Recent advances in automated scientific discovery have shown remarkable promise across frontier research domains, with agent systems driven by large language models (LLMs) emerging as powerful tools for physics research. However, in practical applications, LLM scientific research is prone to hallucinations, highlighting the need for reliable verification and error-correction mechanisms. Here we introduce PhysVEC, an automated multi-agent framework for verifiable and error-correcting AI-driven physics research. PhysVEC incorporates a programming verifier and a scientific verifier to ensure both coding correctness and physical validity, and provides human-auditable evidence at each stage. We curate QMB100, an end-to-end research-level benchmark dataset consisting of tasks extracted from high impact articles that focus on quantum many-body physics. We evaluated PhysVEC with four frontier LLMs and found that it significantly outperformed baselines in both programming tests and scientific tests across all LLMs and task categories. PhysVEC demonstrates effective inference-time scaling and delivers accurate physical predictions through integrated verification and error-correction mechanisms, paving the way for reliable and interpretable AI physicists.

Paper Structure

This paper contains 19 sections, 8 figures.

Figures (8)

  • Figure 1: PhysVEC framework and QMB100 dataset. (a) PhysVEC: a multi-agent AI physicist for quantum many-body simulations with self-verification and automated error correction design. (b) QMB100: a benchmark dataset comprising $100$ figures drawn from $21$ high impact articles, covering numerical studies that can be implemented with ITensors, NetKet, Qiskit, and ORCA.
  • Figure 2: Verification and error correction via unit tests and integration tests. In the generated script, the Author agent defines a set of element functions that are subsequently called to perform the computations (gray block). Then the Programming verifier conducts unit tests (blue block) and integration tests (green block) for all element functions. The Programming verifier aggregates the reports and implements corrections accordingly (red blocks).
  • Figure 3: Results of programming test. (a) Comparison of the executability of our framework (PhysVEC) with other three baselines (PhysVEC-1-shot, ReAct-RAG and ReAct). (b) (c) The accuracy in unit tests and integration tests before (hollow markers, PhysVEC-1-shot) and after (solid markers, PhysVEC) the iterative verification and error correction. Integration tests are not applicable to DFT input files.
  • Figure 4: The efficiency of token consumption and tool usage. (a) The $S/T_i$ (input token efficiency), $S/T_o$ (output token efficiency) and $S/T_c$ (tool usage efficiency) of LLMs under different topics.

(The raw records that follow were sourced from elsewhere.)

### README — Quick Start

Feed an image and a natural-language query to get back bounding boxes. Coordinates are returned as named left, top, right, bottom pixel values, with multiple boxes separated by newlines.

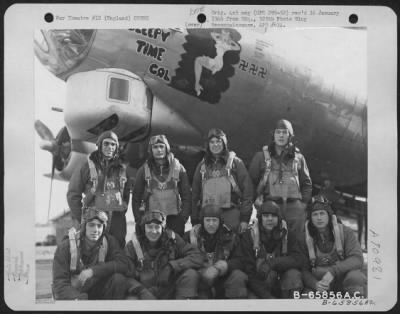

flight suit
left=249, top=145, right=312, bottom=232
left=52, top=234, right=129, bottom=300
left=191, top=154, right=253, bottom=231
left=67, top=151, right=130, bottom=248
left=301, top=221, right=367, bottom=297
left=185, top=224, right=247, bottom=299
left=132, top=153, right=192, bottom=236
left=125, top=228, right=202, bottom=299
left=228, top=223, right=303, bottom=299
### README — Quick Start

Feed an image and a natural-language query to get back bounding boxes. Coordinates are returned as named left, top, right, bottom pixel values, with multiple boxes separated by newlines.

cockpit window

The horizontal dashed line indicates the average performance of $4$ models within each topic. (b) The marginal utility of tool usage (mainly retrieval from official repositories or manuals) between PhysVEC (ours) and ReAct-RAG (baseline). The dashed line represents the marginal benefit of using the retrieval tools in ReAct-RAG. Solid circles above the dashed lines indicate higher tool-use efficiency of PhysVEC. (c) Inference-time scaling via repeated trials on $8$ failed tasks in nqs of Gemini 2.5 Flash. The pass rate, defined as the fraction of tasks that pass at least once within the first $N$ independent trials, increases with repeated trials.
  • Figure 5: Performance in scientific test on QMB100 subset. (a) Comparison of the performance between PhysVEC and baselines on the QMB100 subset. The vertical axis (completed tasks) denotes the number of successful tasks after the scientific test. (b) Cumulative number of completed tasks as a function of iteration in the scientific test under the PhysVEC framework.